Conflict in Armenia and Azerbaijan

An ethnic and territorial conflict between Armenia and Azerbaijan has recently taken a glide for the worst as authorities in the area reported another 26 servicemen being killed in the fighting, bringing the total lost to more than 80 and more than hundreds wounded.

At the heart of the dispute is the 4,400 sq km mountainous region of Nagorno-Karabakh. Internationally recognized as part of Azerbaijan, the area has been under the control of ethnic Armenians since the ending of a war in 1994. 

Towards the end of Soviet rule in 1988, Azerbaijan and Armenian troops began a war which left the area in the hands of ethnic Armenians when a truce between the two was signed in 1994.

Tens of thousands died; on top of that, many ethnic Azerbaijanis were forced to flee their homes as miles of Azeri territory went under Armenian control.

In reality, the area has become an independent region (de facto). However, this is not recognized by any UN member, including Armenia. Negotiations have failed with coming up with a long-lasting peace solution and the dispute remains one of post-Soviet Europe’s frozen conflicts.

Armenia who has been landlocked also face severe economic issues due to border closures with Turkey and Azerbaijan

As of today, it is estimated that up to one million are displaced from their homes and 30,000 killed because of the war that lasted from 1988 to 1994.

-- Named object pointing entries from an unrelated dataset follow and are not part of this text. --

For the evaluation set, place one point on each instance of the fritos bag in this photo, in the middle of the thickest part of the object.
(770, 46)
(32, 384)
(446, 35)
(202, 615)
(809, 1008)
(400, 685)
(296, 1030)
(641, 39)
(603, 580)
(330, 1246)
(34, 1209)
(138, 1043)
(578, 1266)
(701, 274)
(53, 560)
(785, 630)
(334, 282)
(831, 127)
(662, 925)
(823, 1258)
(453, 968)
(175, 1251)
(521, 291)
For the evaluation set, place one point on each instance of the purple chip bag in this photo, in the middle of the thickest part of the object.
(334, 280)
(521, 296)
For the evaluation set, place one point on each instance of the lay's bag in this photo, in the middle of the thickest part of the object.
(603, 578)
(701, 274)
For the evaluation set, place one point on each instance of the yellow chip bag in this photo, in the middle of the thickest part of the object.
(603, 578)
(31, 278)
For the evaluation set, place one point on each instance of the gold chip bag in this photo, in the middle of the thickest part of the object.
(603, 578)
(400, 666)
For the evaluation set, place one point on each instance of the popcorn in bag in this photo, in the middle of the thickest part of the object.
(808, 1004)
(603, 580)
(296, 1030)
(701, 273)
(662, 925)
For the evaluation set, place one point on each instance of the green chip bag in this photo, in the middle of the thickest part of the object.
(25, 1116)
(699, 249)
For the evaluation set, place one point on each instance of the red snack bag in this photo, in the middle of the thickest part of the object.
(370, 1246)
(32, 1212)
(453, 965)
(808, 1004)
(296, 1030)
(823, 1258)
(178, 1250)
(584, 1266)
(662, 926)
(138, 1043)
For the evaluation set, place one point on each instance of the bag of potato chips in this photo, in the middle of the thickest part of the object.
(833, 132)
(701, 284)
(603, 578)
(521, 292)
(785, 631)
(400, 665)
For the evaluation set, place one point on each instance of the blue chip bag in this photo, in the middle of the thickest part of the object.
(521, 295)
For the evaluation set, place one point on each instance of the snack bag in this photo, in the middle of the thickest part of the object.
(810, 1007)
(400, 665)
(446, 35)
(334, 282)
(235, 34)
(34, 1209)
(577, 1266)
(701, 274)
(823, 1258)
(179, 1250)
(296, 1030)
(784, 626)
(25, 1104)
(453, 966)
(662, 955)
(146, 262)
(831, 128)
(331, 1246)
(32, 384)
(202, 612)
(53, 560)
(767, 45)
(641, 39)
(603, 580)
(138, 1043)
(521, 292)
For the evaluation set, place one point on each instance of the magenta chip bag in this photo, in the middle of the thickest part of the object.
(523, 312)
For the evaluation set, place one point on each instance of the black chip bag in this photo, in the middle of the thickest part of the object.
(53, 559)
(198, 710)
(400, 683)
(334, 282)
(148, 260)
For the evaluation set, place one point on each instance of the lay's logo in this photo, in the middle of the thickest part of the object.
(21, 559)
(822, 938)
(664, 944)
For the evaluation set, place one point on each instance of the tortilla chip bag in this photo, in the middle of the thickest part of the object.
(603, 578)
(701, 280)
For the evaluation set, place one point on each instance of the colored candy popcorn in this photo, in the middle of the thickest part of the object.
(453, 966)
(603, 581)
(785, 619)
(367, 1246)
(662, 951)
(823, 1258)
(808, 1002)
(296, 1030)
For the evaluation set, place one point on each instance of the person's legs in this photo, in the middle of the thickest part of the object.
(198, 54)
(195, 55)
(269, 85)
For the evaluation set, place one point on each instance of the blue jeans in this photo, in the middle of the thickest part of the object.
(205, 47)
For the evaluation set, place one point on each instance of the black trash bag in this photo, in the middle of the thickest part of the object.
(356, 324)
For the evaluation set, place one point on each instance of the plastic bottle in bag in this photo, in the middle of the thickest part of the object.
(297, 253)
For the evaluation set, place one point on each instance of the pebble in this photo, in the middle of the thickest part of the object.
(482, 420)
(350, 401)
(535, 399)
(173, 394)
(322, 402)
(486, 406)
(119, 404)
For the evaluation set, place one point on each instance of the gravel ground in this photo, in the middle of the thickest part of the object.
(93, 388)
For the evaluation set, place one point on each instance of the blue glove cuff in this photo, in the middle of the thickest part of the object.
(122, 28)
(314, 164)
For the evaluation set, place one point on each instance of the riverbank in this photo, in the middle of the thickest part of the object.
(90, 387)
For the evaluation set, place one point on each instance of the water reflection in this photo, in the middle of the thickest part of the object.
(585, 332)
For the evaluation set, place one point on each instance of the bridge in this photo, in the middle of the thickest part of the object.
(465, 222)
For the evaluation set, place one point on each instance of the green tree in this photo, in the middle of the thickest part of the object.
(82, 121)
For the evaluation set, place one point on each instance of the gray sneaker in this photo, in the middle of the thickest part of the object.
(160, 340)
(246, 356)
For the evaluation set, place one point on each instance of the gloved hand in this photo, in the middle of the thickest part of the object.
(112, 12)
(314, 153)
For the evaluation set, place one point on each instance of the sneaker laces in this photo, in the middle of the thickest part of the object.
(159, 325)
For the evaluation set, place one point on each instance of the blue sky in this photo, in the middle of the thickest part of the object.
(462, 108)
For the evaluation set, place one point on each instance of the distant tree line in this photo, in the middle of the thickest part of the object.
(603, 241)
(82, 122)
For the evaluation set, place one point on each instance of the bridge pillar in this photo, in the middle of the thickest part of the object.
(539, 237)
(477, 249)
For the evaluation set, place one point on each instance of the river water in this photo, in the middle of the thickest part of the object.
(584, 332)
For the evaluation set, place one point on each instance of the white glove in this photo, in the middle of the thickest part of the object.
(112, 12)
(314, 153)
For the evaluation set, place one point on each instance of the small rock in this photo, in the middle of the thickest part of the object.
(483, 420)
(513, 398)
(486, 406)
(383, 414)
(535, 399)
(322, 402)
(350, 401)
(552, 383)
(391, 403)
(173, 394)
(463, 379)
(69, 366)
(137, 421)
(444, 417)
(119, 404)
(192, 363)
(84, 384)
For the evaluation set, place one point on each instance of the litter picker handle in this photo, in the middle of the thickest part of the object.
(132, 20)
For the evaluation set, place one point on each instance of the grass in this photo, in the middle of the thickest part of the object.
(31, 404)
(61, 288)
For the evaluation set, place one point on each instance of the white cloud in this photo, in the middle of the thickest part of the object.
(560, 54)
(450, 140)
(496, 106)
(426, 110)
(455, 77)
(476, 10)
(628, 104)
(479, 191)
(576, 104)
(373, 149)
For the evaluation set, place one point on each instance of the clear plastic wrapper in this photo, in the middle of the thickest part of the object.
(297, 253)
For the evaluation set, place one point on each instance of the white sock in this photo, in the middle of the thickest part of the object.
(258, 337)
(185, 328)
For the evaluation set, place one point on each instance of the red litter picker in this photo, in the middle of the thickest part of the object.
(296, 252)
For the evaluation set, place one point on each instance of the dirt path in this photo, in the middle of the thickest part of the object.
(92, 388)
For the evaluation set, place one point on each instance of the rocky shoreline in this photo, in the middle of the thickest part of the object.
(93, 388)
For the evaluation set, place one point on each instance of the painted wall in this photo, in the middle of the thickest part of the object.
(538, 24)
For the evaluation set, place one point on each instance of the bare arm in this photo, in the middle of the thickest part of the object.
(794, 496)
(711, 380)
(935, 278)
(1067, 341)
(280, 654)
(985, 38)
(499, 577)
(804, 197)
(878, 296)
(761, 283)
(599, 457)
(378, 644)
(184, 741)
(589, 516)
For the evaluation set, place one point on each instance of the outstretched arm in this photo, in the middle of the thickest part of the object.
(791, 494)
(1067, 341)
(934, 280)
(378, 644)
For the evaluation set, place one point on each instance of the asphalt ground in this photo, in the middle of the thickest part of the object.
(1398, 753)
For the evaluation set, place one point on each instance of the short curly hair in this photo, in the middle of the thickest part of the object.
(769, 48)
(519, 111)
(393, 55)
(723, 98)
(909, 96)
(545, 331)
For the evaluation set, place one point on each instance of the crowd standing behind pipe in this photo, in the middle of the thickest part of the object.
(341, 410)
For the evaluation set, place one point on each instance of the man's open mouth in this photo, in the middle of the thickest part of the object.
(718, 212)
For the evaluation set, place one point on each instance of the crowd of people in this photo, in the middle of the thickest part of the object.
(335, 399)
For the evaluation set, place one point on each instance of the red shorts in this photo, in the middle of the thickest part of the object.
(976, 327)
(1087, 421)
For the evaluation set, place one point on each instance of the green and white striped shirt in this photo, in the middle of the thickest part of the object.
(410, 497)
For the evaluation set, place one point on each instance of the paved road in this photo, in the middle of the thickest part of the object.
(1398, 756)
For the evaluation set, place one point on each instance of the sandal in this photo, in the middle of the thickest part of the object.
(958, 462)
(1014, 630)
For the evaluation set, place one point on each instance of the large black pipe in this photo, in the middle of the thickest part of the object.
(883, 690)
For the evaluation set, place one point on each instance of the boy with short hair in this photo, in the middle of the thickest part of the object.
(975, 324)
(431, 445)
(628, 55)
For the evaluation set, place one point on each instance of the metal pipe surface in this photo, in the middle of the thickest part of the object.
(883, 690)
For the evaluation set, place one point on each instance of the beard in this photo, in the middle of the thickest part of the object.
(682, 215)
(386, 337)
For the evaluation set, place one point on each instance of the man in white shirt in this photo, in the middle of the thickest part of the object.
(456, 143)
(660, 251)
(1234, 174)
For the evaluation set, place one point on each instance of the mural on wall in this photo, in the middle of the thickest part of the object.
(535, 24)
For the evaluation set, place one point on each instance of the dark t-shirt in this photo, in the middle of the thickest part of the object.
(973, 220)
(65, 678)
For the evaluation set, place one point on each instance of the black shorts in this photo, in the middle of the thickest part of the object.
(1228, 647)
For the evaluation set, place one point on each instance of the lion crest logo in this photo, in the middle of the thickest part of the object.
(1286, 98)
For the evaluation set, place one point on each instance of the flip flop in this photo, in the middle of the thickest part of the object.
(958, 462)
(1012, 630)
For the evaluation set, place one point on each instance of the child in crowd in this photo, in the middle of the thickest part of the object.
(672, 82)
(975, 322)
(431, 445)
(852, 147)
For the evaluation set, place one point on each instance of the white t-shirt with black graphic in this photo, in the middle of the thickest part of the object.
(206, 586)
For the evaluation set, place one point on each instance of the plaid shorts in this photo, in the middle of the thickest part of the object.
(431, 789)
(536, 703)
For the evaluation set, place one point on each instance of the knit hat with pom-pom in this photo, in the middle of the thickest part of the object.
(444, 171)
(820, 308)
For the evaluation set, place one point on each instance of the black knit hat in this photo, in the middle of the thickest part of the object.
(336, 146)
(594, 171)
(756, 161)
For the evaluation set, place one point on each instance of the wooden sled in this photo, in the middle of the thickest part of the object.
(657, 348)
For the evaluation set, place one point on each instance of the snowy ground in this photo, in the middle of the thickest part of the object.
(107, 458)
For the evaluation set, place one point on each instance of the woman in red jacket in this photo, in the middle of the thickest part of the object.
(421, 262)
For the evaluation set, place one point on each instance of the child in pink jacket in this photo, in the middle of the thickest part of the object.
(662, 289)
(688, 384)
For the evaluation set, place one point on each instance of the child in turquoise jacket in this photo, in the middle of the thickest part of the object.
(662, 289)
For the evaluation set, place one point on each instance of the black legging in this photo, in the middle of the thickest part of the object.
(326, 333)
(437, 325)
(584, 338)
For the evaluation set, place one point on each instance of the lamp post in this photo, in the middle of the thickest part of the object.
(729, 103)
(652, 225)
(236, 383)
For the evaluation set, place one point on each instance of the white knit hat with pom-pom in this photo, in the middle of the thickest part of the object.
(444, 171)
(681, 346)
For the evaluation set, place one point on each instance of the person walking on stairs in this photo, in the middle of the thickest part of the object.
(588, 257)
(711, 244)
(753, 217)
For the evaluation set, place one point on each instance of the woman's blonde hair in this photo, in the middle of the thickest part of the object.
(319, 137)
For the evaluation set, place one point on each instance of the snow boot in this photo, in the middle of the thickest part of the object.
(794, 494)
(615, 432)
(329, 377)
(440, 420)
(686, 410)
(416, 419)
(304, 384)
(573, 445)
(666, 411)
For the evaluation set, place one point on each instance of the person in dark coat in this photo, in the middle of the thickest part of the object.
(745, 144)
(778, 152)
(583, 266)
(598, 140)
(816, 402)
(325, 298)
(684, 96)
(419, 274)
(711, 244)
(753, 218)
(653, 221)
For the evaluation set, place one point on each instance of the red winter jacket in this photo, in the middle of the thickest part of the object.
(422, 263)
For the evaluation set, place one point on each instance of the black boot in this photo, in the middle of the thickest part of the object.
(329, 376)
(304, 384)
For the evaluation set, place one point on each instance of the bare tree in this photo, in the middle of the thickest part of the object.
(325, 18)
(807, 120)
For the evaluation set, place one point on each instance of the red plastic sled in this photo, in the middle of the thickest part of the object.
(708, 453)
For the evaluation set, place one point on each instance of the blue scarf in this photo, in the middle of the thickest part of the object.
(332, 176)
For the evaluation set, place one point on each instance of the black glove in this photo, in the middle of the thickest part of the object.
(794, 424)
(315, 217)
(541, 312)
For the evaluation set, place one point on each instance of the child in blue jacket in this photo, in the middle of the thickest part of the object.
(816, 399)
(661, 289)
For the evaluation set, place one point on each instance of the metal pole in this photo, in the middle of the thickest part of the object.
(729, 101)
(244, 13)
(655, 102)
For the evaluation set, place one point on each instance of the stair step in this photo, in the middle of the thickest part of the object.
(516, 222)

Turkey openly supports Azerbaijan while UN Secretary-General Antonio Guterres said he was “extremely concerned”, urging both sides to stop fighting. Other countries who are quick to react are France, Iran and the U.S. who have been vocal in their call of ceasefire.

Back in July, deadly clashes between the two has also led to large held demonstrations by the people of Azerbaijan who demanded the government to deploy the army and call for war. It was the largest public gathering in the country for years, with some media reporting an estimated 30,000 people taking part.

The conflict goes on as both sides are yet to come to a resolution to a ceasefire even with organizations attempting to broker an end to the long-time dispute.